In order to meet children where they are developmentally and intellectually, the Arts Olympiad program combines art, sports, and technology in a multi-level program to teach children aged eight to 12 years about peace. The program, implemented by the International Child Art Foundation (ICAF), is a worldwide initiative that engages children in peace-building on local (classroom), national, regional, and global levels, teaching them cooperation, positive identity formation, empathy, creativity, leadership, and multiculturalism (see more information here).
This specific program is intended be utilized by elementary school teachers (and possibly after-school childcare providers and other informal educators), and adaptations of it could be effective for children from early elementary school through middle school. By employing media that are universally accessible – visual art and sports – this program is both highly inclusive and successful at connecting children from vastly different regions and cultures. At the same time, the elements of collaboration and cooperation built into the program (for example, classes work together to select which artworks will be submitted to the next level of the competition) teach children tolerance and community.

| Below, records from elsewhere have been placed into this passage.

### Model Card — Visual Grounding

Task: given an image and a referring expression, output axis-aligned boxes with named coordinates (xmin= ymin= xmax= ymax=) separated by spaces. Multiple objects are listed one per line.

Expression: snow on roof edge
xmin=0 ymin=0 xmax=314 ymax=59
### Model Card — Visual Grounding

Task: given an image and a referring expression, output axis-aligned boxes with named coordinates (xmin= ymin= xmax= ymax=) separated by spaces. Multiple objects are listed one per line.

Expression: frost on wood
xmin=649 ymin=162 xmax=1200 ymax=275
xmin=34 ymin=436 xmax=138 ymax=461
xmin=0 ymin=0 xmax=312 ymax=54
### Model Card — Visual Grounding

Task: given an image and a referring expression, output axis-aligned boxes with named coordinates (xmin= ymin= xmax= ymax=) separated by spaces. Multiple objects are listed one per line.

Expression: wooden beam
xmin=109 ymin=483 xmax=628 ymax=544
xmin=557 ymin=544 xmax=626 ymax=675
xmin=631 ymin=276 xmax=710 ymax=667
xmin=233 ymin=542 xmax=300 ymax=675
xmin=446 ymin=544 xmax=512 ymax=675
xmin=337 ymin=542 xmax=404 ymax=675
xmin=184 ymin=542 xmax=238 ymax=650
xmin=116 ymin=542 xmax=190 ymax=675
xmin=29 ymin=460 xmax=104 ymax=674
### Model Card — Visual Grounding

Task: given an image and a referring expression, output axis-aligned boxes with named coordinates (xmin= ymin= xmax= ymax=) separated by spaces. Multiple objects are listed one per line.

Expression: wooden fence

Participation in the Arts Olympiad could be easily implemented in classrooms as well as in informal settings. Because the only materials required are art supplies (crayons, markers, paper, pencils), this project needs virtually no preparation. Ninety minutes should be plenty of time for children to draw their favorite sport, share their artworks, and decide together which pieces will be entered to the next level of the competition. Teachers should supplement the project with a discussion of sports in an international context, such as exploring the Olympic Games or the World Cup. They could even go one step further and use sports as a metaphor to talk to young students about conflict, collaboration, and healthy behaviors.
The Arts Olympiad supports learning about cooperation, tolerance, identity, empathy, creativity, and leadership throughout the four levels of the competition, as children are increasingly exposed to their larger local, national, regional, and global communities. It teaches multiculturalism and international relations in a way young children can understand, and exposes them to the understanding that, though people may have many differences, they also have much in common.